MIT profs point out flaws in Clinton’s free college plan

CampusReform: Some of the nation’s brightest minds recently praised Hillary Clinton’s free college plan, but not without offering some serious criticisms of various elements they consider impractical.

Three leading professors from the Massachusetts Institute of Technology (MIT), all experts in finance or business, were interviewed by the school’s business publication on the feasibility of Clinton’s proposal to make college tuition-free, at least for students with a family income of less than $125,000 per year.

Charles Kane, a senior lecturer in global economics, holds a generally favorable view of the proposal but thinks it needs to be tweaked to ensure that “the government isn’t just dishing out money.”

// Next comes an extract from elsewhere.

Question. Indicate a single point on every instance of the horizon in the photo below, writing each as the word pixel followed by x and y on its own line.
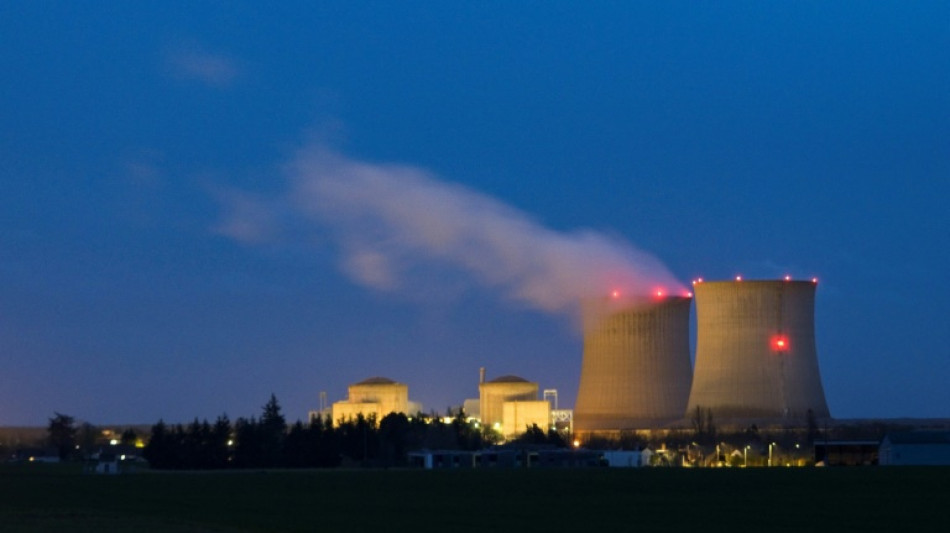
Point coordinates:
pixel 181 236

As a solution, Kane suggests requiring all students who take advantage of the plan to perform a year of some sort of public service, whether it be in the military or the Peace Corps.

“This way, if a person takes the credit, it’s a sign they’re committed to going to college—they have some kind of test of intent,” he explained. “If people who took advantage of the plan could serve the government through a social cause, it would also have more chance of passing in an otherwise hampered Congress and Senate.”  MORE

8 Comments on MIT profs point out flaws in Clinton’s free college plan

  1. Well, a very obvious use of MIT grads in a yearlong program of service to the country would be drawing up plans to repair our crumbling infrastructure.

  2. Hillary’s “free” college will be a big blow to the military; why would anyone enlist, to serve under THIS commander -in-chief, when they could get “free” college without the service and sacrifice required for the GI Bill ?

  3. If they were “experts” they’d extend their rampage to vent against socialism and various forms of statism. Either that or they’re keeping their jobs by dishonestly avoiding it.

  4. @Jarhead, I don’t think they really considered the GI Bill in their calculus. Just tossed in “the military” as their notion of some sort of volunteer service and as a sop to the other side of the aisle. In reality, and as you likely know if the “Jarhead” isn’t just a conjured name, in many instances you barely graduate boot camp and finish a service school before your year is almost up with little/no utility gained to the service for the time and training. I suspect on further study, they may increase that to two or three years in all cases. Further, I suspect this current bunch in/around college age will be opting for the Peace Corps or VISTA, if that’s still around, or something like it if it’s not, especially if they make it a shorter payback. Nonetheless, the Peace Corpsmen will come back a little more real and a little less SJW if they see some real-world strife and squalor, not the manufactured kind they are led to believe they are living in here by pony-tailed, never-been-there, never-done-that academicians.

  5. This would be like the old “Job Corps” program, where basically the Gummint ended up paying young people, most who’d dropped out of high school, to just hang out. No job skills were taught, because the money was wasted, and besides, who wants to learn to WORK, right?

    Also, a ONE YEAR military obligation? That’s a joke, unless you’re going with the Iranian program of teaching your recruits to be human land-mine detectors or human wave attackers. A year. Hah!

  6. Free college tuition where? MIT? Yale? Butler university?

    As a parent of a senior we are just starting to figure out how we are going to afford this.

    Private colleges are $45,000 a year. State colleges are less but have no money for us. Academic scholarships are virtually gone. Need based, minority and division 1 athletic is all that’s left. Own a home or have a combined income of 100,000 k or more and you are virtually on your own. We’ll find a way to make it work, we always do but At some point it is not going to be worth it for me to keep my engineering business. I’ll go work part time at Starbucks and get the government to pay for it all instead of working my ass off to pay for everyone else’s stuff.

  7. How about no tenure for professors who haven’t done military service or created a private business that has created at least 10 private-sector jobs that lasted 3+ years.

  8. Indeed, Criscitello raised many legitimate concerns with Clinton s proposal, including her plan to set the income threshold at $125,000, which he points out would not make for an equitable approach, given the disparate costs of living across America s cities and states.